I am (occasionally) working on 6^n, the progress for the larger seq is due to me, in the past.

OK LaurV,
Do you remember for which i values you calculated the aliquot sequences of 6^i ? So I can add your name instead of "A" (Anonymous) in the array. 
Below 20 (and inclusive) the only sequences which do not terminate are 6^(7, 9, 11, 15, 19).
They are all at the point where I left them, except for few terms of 6^15 added by the elves where the last cofactor was under 110 digits. I work on 10077696 (6^9), and I reserved 95280 years ago, when 279936 (6^7) merged with it. I brought it to 148 digits (currently with a C140 cofactor, I still have it reserved, but not in priority list due to the 2^4*31 driver). Interesting that even powers (including higher, to 30 or 50, can't remember) all terminate, some in very large primes. Also, odd powers between 21 and 31 were left after C>100, and were advanced a bit by the DB elves. 

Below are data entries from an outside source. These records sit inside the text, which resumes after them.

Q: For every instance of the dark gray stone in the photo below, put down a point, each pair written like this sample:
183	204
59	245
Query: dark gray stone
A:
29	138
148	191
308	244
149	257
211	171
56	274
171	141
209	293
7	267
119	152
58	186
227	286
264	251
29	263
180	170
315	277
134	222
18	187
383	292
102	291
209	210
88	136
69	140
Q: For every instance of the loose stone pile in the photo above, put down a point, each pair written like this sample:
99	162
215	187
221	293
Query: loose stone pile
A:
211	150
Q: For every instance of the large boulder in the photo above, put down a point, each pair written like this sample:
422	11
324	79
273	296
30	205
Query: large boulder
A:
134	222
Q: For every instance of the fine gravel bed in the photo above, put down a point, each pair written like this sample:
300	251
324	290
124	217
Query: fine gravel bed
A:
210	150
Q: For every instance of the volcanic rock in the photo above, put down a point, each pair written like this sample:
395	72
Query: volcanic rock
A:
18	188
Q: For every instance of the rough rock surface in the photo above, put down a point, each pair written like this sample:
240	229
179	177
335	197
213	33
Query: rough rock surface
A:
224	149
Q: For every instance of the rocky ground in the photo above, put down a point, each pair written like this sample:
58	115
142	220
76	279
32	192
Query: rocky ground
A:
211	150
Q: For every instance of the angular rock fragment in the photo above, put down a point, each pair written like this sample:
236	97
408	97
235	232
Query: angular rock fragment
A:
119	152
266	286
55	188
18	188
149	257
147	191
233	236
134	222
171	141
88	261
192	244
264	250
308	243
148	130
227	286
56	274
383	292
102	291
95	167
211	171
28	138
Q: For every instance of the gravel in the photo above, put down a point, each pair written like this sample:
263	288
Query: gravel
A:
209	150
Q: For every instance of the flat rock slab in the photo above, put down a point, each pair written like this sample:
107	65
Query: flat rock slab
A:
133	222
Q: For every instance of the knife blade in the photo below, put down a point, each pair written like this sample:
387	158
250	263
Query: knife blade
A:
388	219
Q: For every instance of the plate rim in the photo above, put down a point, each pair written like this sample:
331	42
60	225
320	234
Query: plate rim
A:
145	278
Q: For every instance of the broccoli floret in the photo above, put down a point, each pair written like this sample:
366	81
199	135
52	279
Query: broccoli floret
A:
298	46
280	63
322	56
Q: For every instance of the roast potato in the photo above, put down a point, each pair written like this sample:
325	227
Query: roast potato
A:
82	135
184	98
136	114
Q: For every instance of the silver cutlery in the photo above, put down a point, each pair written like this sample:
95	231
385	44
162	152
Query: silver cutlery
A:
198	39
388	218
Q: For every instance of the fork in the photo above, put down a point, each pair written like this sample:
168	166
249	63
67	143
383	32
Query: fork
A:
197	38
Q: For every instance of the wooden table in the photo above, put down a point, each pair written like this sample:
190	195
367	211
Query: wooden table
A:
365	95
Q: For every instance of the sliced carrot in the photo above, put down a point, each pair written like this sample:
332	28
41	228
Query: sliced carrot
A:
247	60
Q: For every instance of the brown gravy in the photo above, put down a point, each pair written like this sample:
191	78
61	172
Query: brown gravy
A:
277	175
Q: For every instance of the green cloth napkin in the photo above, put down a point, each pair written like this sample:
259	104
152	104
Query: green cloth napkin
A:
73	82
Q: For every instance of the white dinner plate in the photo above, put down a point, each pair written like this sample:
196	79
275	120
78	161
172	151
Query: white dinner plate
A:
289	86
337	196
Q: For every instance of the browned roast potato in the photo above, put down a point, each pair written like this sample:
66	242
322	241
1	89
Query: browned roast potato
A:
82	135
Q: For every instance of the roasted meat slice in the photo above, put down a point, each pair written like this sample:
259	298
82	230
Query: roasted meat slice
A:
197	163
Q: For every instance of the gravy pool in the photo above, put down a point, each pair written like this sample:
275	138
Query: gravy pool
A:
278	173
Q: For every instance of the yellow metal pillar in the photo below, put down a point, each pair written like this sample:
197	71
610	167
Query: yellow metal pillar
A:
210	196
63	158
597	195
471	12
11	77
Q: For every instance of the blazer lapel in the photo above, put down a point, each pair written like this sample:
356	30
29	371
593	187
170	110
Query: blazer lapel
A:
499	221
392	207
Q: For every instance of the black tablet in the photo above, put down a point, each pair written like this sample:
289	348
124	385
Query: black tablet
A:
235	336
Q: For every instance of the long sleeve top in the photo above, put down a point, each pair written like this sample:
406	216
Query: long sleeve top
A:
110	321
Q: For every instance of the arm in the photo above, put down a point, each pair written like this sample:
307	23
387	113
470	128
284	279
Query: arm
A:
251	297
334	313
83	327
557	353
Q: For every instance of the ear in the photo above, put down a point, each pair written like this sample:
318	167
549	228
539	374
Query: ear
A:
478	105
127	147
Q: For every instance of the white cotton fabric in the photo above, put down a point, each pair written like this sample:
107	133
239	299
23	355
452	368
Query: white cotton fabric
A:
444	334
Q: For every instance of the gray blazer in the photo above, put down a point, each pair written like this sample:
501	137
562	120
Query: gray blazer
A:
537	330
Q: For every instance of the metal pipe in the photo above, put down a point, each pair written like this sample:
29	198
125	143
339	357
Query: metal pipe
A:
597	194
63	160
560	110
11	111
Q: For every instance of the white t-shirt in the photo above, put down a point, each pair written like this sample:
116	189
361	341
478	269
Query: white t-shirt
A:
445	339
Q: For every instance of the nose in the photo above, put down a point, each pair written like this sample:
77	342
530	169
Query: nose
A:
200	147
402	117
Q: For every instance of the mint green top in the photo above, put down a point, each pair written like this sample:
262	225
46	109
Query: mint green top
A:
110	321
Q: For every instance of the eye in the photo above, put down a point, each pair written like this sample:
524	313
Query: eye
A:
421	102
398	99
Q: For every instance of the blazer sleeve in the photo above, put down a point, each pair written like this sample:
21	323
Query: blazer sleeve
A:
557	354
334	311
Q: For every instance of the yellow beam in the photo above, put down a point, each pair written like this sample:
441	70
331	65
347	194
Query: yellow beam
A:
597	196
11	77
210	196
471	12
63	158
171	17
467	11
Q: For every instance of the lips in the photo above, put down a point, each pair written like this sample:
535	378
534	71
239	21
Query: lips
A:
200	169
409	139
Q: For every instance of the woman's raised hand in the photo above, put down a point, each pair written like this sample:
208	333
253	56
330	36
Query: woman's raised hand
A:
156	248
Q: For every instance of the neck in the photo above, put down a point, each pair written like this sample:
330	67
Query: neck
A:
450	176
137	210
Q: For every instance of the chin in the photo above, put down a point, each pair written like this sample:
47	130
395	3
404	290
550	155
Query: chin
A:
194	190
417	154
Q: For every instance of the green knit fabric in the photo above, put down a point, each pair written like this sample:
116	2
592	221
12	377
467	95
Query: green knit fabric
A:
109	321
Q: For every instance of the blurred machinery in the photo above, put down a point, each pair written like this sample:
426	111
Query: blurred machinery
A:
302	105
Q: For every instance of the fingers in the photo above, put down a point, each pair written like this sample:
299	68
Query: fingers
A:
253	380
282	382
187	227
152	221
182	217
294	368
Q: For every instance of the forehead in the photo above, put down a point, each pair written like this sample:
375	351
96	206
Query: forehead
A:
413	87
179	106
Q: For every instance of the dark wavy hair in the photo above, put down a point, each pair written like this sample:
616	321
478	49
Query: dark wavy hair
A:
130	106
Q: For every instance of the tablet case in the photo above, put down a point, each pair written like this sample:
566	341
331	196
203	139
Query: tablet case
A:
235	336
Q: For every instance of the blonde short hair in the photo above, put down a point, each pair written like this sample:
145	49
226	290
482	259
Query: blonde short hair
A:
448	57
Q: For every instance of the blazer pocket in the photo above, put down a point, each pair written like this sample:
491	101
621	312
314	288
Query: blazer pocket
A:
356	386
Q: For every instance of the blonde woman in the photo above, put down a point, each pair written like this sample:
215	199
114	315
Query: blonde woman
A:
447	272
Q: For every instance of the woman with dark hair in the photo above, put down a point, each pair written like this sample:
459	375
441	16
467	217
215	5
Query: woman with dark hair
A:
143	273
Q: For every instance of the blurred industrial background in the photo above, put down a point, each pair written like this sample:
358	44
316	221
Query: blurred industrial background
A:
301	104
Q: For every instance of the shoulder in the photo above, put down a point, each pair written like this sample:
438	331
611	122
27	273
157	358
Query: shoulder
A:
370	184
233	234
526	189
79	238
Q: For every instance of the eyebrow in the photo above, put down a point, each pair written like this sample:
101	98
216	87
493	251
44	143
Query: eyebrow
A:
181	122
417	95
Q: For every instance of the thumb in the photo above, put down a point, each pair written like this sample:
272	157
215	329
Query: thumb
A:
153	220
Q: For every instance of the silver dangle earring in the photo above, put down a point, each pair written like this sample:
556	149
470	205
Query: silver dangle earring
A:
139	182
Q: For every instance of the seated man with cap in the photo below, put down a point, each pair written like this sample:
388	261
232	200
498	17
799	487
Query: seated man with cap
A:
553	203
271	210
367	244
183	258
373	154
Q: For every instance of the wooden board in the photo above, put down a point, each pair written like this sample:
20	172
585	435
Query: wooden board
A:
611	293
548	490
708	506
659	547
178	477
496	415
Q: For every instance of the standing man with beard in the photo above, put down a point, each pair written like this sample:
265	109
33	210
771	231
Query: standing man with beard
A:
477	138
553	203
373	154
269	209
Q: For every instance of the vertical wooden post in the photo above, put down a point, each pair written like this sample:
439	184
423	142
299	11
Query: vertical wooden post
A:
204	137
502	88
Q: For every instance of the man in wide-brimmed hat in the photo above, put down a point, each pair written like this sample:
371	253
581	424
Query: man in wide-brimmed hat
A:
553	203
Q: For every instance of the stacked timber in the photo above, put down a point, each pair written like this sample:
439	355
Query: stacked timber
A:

[QUOTE=LaurV;494959]Below 20 (and inclusive) the only sequences which do not terminate are 6^(7, 9, 11, 15, 19).
They are all at the point where I left them, except for few terms of 6^15 added by the elves where the last cofactor was under 110 digits. I work on 10077696 (6^9), and I reserved 95280 years ago, when 279936 (6^7) merged with it. I brought it to 148 digits (currently with a C140 cofactor, I still have it reserved, but not in priority list due to the 2^4*31 driver). [/QUOTE] OK, I wrote your name on [URL="http://www.aliquotes.com/aliquotes_puissances_entieres.html"]the page[/URL]. [QUOTE=LaurV;494959] Interesting that even powers (including higher, to 30 or 50, can't remember) all terminate, some in very large primes. Also, odd powers between 21 and 31 were left after C>100, and were advanced a bit by the DB elves.[/QUOTE] Yes, If n is even and if and only if n takes the form n=m^2 or n=2*m^2, then sigma(n)n will be odd. If n is odd and if and only if n takes the form n=m^2, then sigma(n)n will be even. [URL="http://www.aliquotes.com/changement_parite.pdf"]See the proof[/URL], but sorry, in french. So, because n=6^i always is even, and n takes the form n=m^2 only when i is even, then, sigma(n)n will be odd and the aliquot sequence will go down. If i is odd, then we will probabily have an OpenEnd aliquot sequence. If for example, we take n=5^i which always is odd, when i is even then n takes the form n=m^2, so sigma(n)n will be even, so the aliquot sequence will probabily be OpenEnd. If for example, we take n=2^i which always takes the form m^2 (if i is even) or the form 2 * m^2 (if i is odd), then, sigma(n)n will always be odd, so the aliquot sequence will probabily always go down. I would like to find one i with 2^i an openend sequence, but I haven't found such an aliquot sequence yet. 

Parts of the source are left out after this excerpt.